Studio album by Kurt Elling
- Released: July 22, 2003
- Recorded: January 13–17, 2003
- Studio: CRC, Chicago
- Genre: Vocal jazz
- Label: Blue Note
- Producer: Kurt Elling, Laurence Hobgood with Bill Traut

Kurt Elling chronology
| Flirting with Twilight (2001) | Man in the Air (2003) | Nightmoves (2007) |

= Man in the Air =

Man in the Air is the sixth album by jazz vocalist Kurt Elling, recorded and released in 2003 by Blue Note Records.

Professional ratings
Review scores
| Source | Rating |
| Allmusic | Star |
| Penguin Guide to Jazz Recordings | Star |
| PopMatters | (not rated) |

==Musicians and music==
As for all the previous albums Elling is accompanied by a piano trio led by his musical partner Laurence Hobgood, bassist Rob Amster and with Frank Parker Jr. a new drummer again. Paul Wertico, formerly behind the drum set, is only heard on the first track. The "sonic idea" for the album was to add vibraphonist Stefon Harris who appears now on several tracks and is named on the album cover. Furthermore soprano saxophonists Jim Gailloreto and Brad Wheeler perform as guest musicians. On some tracks Elling uses overdubs of his voice.

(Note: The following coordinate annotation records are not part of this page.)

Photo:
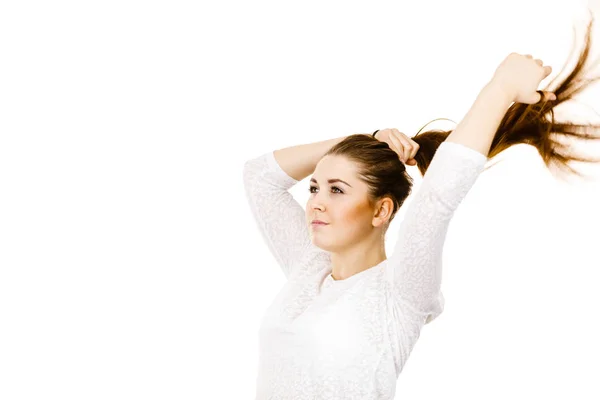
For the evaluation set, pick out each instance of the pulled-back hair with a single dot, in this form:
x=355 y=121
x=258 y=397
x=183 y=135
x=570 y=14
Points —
x=385 y=175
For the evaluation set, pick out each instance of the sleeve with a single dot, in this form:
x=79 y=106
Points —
x=280 y=219
x=415 y=266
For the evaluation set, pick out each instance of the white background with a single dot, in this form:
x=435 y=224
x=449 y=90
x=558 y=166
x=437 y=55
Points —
x=130 y=266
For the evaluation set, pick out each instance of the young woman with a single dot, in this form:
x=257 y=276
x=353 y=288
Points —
x=345 y=322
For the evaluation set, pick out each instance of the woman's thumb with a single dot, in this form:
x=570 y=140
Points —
x=543 y=95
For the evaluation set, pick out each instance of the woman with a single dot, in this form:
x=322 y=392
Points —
x=345 y=322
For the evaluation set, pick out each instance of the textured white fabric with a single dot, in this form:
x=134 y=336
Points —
x=349 y=339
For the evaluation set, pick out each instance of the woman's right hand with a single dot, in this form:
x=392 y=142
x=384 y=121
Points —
x=405 y=147
x=520 y=75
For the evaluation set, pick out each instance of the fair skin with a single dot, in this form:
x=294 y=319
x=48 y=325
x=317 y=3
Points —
x=354 y=235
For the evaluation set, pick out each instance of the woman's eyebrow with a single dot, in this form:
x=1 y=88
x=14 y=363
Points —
x=332 y=181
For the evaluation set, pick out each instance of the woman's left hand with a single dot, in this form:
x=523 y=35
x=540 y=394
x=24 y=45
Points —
x=400 y=143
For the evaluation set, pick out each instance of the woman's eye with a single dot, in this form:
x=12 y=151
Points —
x=333 y=187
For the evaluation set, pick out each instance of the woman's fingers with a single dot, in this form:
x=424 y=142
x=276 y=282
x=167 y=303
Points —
x=404 y=146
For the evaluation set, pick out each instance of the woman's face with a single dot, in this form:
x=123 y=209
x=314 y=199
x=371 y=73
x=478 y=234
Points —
x=342 y=204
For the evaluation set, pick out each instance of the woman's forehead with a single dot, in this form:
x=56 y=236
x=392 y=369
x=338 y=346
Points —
x=334 y=168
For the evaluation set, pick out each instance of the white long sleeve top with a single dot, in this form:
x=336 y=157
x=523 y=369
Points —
x=349 y=339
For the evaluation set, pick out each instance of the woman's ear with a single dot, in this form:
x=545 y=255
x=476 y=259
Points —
x=384 y=211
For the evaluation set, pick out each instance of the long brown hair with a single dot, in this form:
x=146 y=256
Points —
x=381 y=169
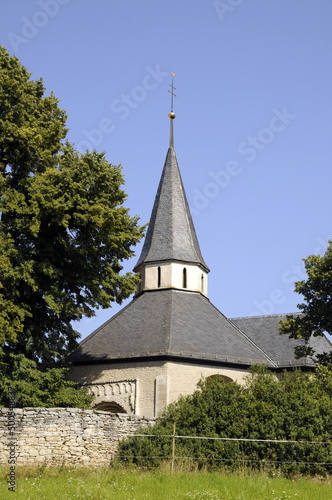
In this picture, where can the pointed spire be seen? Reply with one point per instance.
(171, 234)
(172, 115)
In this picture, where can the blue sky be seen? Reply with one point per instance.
(253, 128)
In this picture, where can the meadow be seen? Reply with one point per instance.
(132, 484)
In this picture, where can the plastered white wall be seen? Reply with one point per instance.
(171, 276)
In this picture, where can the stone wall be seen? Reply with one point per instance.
(63, 436)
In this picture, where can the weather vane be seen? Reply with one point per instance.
(172, 114)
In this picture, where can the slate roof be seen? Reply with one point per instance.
(263, 331)
(185, 325)
(171, 234)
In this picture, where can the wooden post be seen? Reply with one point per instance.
(173, 448)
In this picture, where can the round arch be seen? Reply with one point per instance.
(110, 406)
(217, 376)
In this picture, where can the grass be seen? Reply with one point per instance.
(125, 484)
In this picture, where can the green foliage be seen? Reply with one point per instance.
(33, 387)
(63, 229)
(296, 407)
(316, 310)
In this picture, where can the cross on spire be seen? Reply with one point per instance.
(172, 91)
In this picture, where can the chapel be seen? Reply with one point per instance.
(170, 335)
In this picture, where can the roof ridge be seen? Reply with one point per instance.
(267, 315)
(253, 343)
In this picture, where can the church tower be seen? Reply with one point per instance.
(170, 335)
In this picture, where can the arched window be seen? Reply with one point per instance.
(184, 278)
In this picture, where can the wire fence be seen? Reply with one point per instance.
(289, 455)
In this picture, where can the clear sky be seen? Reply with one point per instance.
(252, 133)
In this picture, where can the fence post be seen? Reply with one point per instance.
(173, 448)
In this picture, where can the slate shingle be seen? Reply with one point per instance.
(171, 234)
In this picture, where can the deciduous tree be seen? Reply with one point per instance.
(316, 310)
(64, 231)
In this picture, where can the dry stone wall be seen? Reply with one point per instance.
(63, 436)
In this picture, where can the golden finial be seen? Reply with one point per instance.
(172, 115)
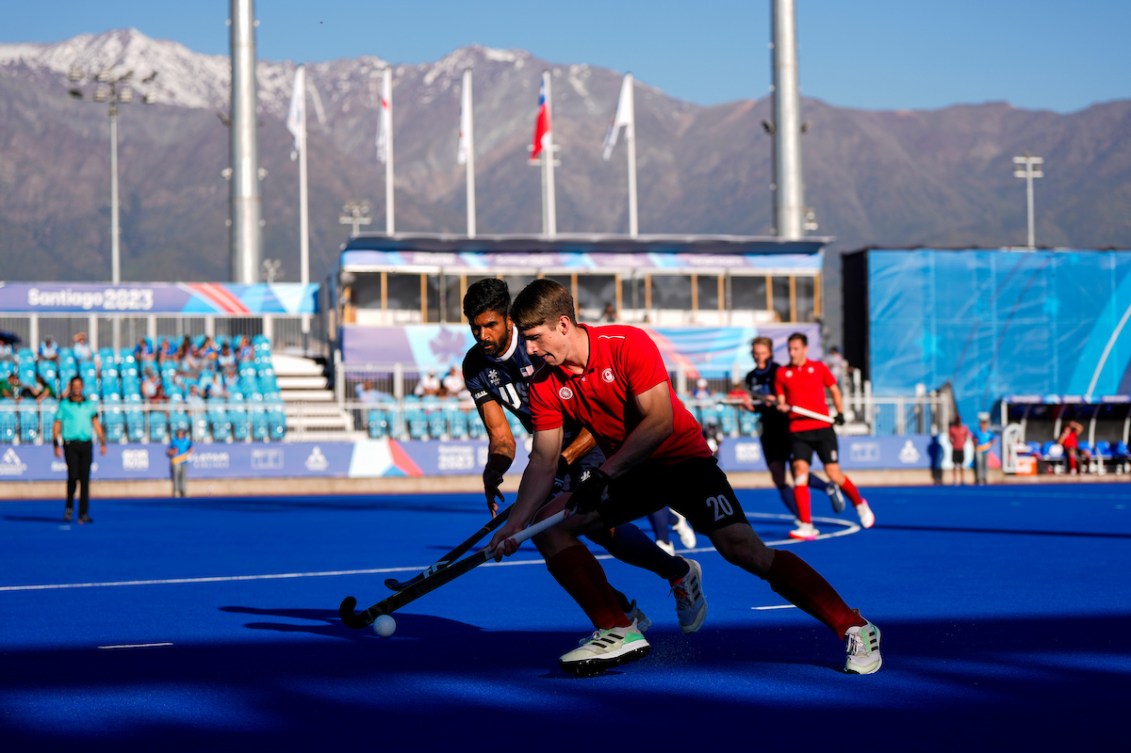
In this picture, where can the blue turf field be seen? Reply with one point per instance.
(212, 624)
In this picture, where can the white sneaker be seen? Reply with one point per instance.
(604, 650)
(837, 498)
(866, 519)
(687, 536)
(690, 603)
(862, 647)
(804, 531)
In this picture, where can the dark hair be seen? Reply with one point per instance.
(541, 302)
(486, 295)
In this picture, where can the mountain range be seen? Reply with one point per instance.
(939, 178)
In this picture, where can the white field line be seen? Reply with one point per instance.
(846, 528)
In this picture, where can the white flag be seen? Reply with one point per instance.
(624, 115)
(296, 119)
(383, 128)
(465, 126)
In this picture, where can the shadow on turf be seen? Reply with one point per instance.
(974, 685)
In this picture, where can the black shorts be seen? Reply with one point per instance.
(697, 488)
(821, 441)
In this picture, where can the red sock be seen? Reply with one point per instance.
(801, 496)
(852, 492)
(580, 574)
(802, 586)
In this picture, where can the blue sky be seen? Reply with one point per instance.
(873, 54)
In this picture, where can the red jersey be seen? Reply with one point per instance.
(804, 387)
(623, 362)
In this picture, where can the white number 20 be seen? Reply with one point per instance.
(721, 505)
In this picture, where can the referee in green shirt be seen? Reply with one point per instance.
(76, 423)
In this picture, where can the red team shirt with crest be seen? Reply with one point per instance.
(623, 362)
(804, 387)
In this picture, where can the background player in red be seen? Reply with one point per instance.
(802, 383)
(613, 380)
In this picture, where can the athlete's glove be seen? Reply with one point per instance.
(590, 491)
(492, 479)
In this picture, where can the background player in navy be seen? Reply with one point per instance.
(613, 380)
(775, 427)
(498, 372)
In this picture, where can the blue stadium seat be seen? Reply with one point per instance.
(9, 422)
(113, 424)
(28, 425)
(135, 425)
(158, 426)
(238, 416)
(221, 424)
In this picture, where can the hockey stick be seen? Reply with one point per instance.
(357, 620)
(796, 409)
(395, 585)
(811, 414)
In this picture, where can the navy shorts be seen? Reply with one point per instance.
(697, 488)
(821, 441)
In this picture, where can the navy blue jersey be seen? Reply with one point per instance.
(503, 380)
(760, 384)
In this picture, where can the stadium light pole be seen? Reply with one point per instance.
(356, 214)
(112, 89)
(1028, 167)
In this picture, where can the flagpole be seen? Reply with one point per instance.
(467, 127)
(387, 102)
(630, 143)
(549, 205)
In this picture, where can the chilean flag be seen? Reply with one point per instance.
(542, 123)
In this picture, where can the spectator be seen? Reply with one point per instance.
(226, 357)
(49, 351)
(959, 434)
(983, 442)
(837, 364)
(1070, 440)
(429, 386)
(179, 450)
(247, 352)
(452, 382)
(76, 424)
(10, 387)
(39, 391)
(143, 351)
(80, 347)
(153, 390)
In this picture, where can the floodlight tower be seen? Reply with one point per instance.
(1028, 167)
(245, 235)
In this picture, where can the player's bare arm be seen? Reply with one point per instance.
(536, 485)
(580, 447)
(500, 451)
(655, 405)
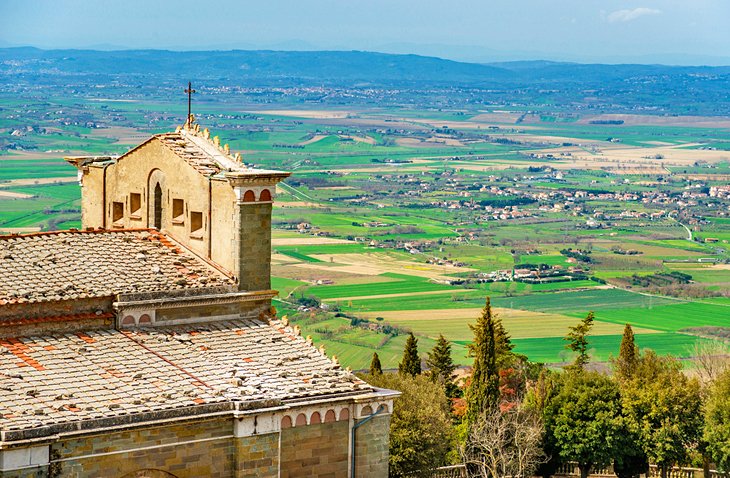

Seven of the twelve tracks are adaptations of originally instrumental compositions to which Elling wrote lyrics to, most prominently John Coltrane's "Resolution" from his epic cycle A Love Supreme. Besides "Resolution" and "A Secret I", i.e. Herbie Hancock's "Alone and I" from his debut Takin' Off, the entry track "Minuano" written by Pat Metheny and Lyle Mays (from Metheny's Still Life (Talking)) formed the basic material for Man in the Air, initially should have been the opener for This Time It's Love, but the label convinced the musicians that it did not fit the album's character, it was "too futurist for this side" as Elling put it in hindsight.

The other compositions Elling and Hobgood adapted were by Joe Zawinul ("Time to Say Goodbye", i.e. "A Remark You Made" from Heavy Weather), Courtney Pine ("Higher Vibe" from Underground) and Bobby Watson ("Hidden Jewel" from Jewel). The last track of the album, "All Is Quiet", a duo by Elling and Hobgood, is a composition by Bob Mintzer, who already recorded the song together with Elling in 1998 on The Yellowjackets album Club Nocturne and in 2002 with the Bob Mintzer Big Band (Live at MCG with Special Guest Kurt Elling).

==Reception==
"This is perhaps the jazz vocal album of the last decade. Almost ten years on from his debut, Elling delivers a bold and accomplished performance, marked by highly original choice of material and some devastating playing from his regular band", write Richard Cook and Brian Morton in their Penguin Guide to Jazz. "Elling's scat and his delivery of a ballad are now so confident that he is able to take on material like John Coltrane's 'Resolution' and bring to it a genuine philosophical understanding as well as a musically coherent performance." In 2006 they concluded: "This is a remarkable record, as accessible as it is challenging." In their definitive Penguin Jazz Guide from 2010 they did not change any of the review but went even further closing: "It is so good, it's almost sinful."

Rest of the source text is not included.